Dans la foulée de son exil, il part à Berlin suivre une formation à l’Institut international de journalisme. «Il y avait une importante communauté d’étudiants africains à Berlin. Il faut dire que la coopération allemande se distingue de la française en misant sur une formation professionnelle pointue pour ingénieurs, journalistes, agronomes ou autres. Ce n’est pas une coopération politique visant à obtenir des faveurs pour l’exploitation des matières premières. L’Allemagne offre une aide précieuse et concrète pour des pays qui ont de la peine à former leurs cadres », salue ce francophile critique, qui attend toujours que la France dégage ses soldats présents au Tchad dans le cadre de l’opération Epervier.
«L’actuel président réclame le départ des troupes françaises, tout en sachant très bien que c’est grâce à elles qu’il peut se maintenir au pouvoir. L’armée française n’est pas là pour protéger la population, mais bien le régime», juge le journaliste.
Construire la citoyenneté
En attendant, Frank Kodbaye met la dernière main à deux projets journalistiques sur internet.
«Avec Tchad Agora, nous voulons développer le débat d’idées pour le Tchad et mettre en valeur les expériences positives dans la région, comme au Sénégal », explique Frank Kodbaye qui lance aussi Carrefour – Soleil, un site francophone d’investigation journalistique.
Reste que l’internet est encore un luxe pour la plupart des Tchadiens dont la majorité est encore analphabète. Comme dans la plupart des pays et des régions pauvres, c’est principalement grâce à la radio que les gens se tiennent informés.
«Une radio créée par la société civile tchadienne joue un rôle particulièrement important: c’est FM Liberté qui parle aussi bien des droits de l’homme que des problèmes d’agriculture ou de santé, raconte Frank Kodbaye. En mobilisant les gens, en galvanisant les jeunes, cette radio joue un grand rôle dans l’apprentissage de la citoyenneté et dans l’unification des Tchadiens sur la base de références communes, au-delà des appartenances tribales ou claniques. »

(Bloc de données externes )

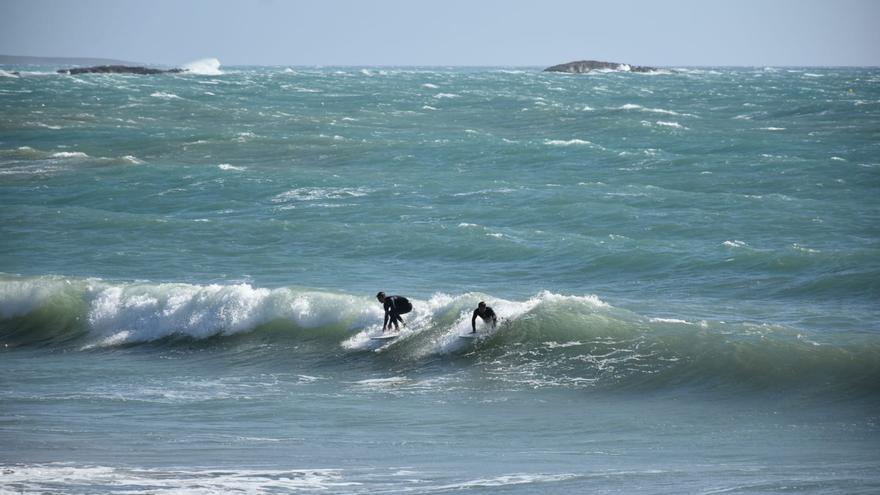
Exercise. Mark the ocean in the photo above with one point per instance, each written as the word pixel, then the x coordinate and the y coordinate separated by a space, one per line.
pixel 686 267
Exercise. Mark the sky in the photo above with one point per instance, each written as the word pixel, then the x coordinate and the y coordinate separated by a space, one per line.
pixel 537 33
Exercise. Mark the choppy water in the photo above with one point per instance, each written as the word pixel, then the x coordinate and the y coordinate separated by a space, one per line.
pixel 686 264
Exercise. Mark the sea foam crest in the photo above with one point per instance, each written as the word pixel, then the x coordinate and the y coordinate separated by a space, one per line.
pixel 129 313
pixel 205 67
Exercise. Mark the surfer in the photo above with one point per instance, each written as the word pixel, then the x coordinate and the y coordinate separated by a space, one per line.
pixel 394 307
pixel 484 312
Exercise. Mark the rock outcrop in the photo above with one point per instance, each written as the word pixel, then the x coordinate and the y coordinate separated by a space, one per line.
pixel 583 66
pixel 118 69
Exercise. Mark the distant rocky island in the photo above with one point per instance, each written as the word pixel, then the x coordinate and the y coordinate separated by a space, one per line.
pixel 118 69
pixel 583 66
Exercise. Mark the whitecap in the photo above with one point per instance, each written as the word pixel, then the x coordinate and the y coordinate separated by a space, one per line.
pixel 132 159
pixel 69 154
pixel 320 193
pixel 735 244
pixel 675 125
pixel 205 67
pixel 165 96
pixel 570 142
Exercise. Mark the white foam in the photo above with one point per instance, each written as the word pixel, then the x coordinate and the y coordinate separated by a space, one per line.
pixel 570 142
pixel 69 154
pixel 320 193
pixel 46 478
pixel 670 320
pixel 675 125
pixel 633 106
pixel 133 160
pixel 141 313
pixel 205 67
pixel 165 96
pixel 735 244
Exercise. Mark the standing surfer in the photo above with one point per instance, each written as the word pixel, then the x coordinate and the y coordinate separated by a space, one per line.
pixel 484 312
pixel 394 307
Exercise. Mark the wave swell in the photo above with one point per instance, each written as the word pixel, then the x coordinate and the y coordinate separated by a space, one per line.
pixel 546 340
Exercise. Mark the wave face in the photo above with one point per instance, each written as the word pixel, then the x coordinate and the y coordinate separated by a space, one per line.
pixel 548 340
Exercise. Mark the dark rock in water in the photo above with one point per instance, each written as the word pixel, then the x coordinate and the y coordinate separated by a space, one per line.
pixel 583 66
pixel 118 69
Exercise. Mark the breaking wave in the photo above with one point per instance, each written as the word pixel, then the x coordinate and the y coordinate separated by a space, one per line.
pixel 547 340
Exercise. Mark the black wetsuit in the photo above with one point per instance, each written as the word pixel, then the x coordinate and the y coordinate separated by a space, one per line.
pixel 486 314
pixel 394 307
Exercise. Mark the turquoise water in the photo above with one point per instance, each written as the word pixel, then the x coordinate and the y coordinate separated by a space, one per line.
pixel 686 264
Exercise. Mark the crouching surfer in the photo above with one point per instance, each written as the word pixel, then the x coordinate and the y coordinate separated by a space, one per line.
pixel 394 307
pixel 486 313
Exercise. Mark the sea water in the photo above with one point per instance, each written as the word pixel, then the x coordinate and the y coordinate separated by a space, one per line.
pixel 685 263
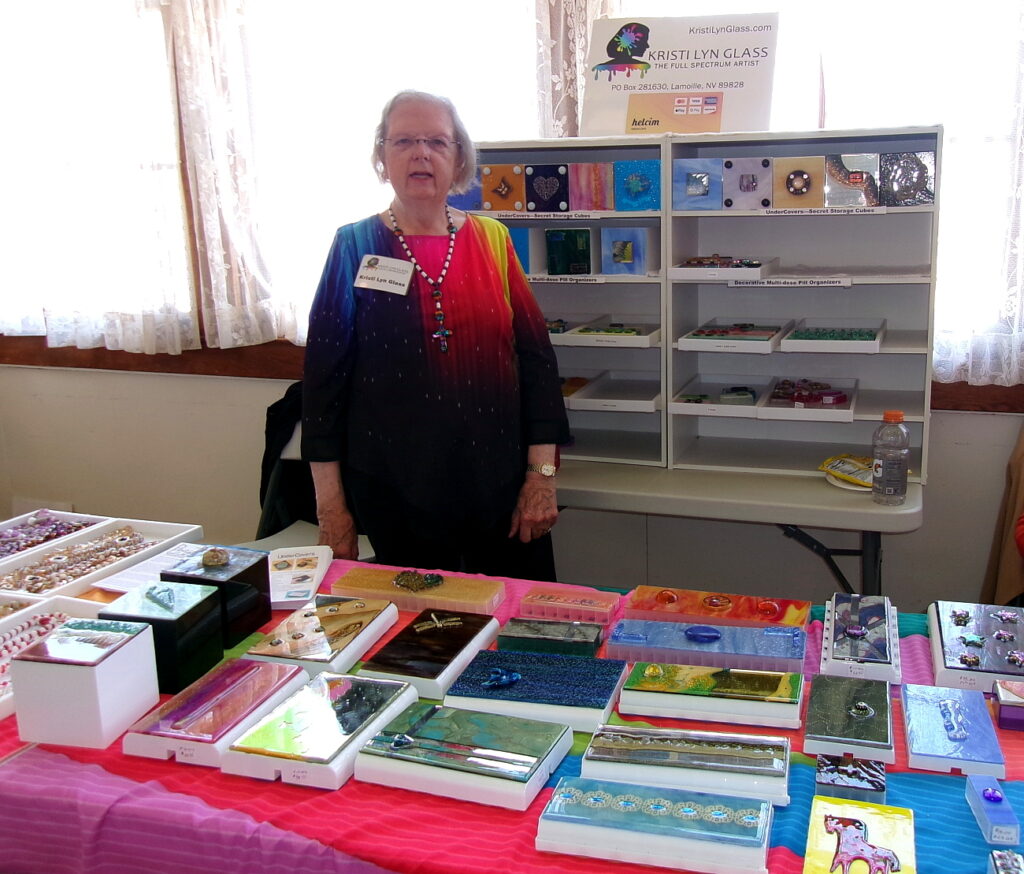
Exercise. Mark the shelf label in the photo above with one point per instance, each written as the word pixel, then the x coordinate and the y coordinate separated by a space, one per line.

Des appartenances qu’ont utilisées tous les pouvoirs qui se sont succédés à Ndjamena, selon Frank Kodbaye : «Pour prendre le pouvoir, il faut des alliances tribales et jouer des divisions religieuses ou culturelles pour semer la zizanie, en opposant les Tchadiens entre eux, ceux du nord du pays contre ceux du sud, musulmans contre chrétiens.»
Le risque de partition qui pèse sur un autre Etat mal constitué de la région sahélienne – le Mali – montre toute la pertinence de ce constat.
Selon Reporters sans frontières (RSF), la partition du Web s’est renforcée en 2011.
Les internautes accèdent à des informations différentes en fonction de leur lieu de connexion.
Reporters sans frontières a récemment dénoncé la décision de Twitter d’appliquer une censure géolocalisée.
Le site a annoncé que certains tweets pourront être bloqués dans certains pays mais pas dans d’autres, alors que jusqu’à présent les messages bloqués l’étaient dans le monde entier.
Dans une lettre ouverte adressée fin janvier au fondateur du site, l’ONG pointe: «L’argumentation de Twitter qui laisse entendre qu’il y aurait différentes interprétation de la liberté d’expression selon les pays est inacceptable.»
RSF relève par ailleurs que la plateforme Internet nationale instaurée en Birmanie en 2010 a fait des émules.
Le président iranien Mahmoud Ahmadinejad a annoncé à plusieurs reprises en 2011 le lancement d’un Internet national, avec son propre moteur de recherche et son service de messagerie.
«Quitte à mettre en place deux formes d’accès différents, l’une pour les autorités, l’autre pour le reste de la population, comme le permet par exemple aujourd’hui la structure de l’Internet birman», souligne Reporters sans frontières.
Résultat, selon RSF : «Certains pays, comme la Corée du Nord, le Turkménistan, l’Ouzbekistan ou Cuba, mais aussi l’Iran, censurent si bien l’accès à Internet qu’ils cantonnent leur population à des Intranets locaux sans commune mesure avec la Toile internationale.»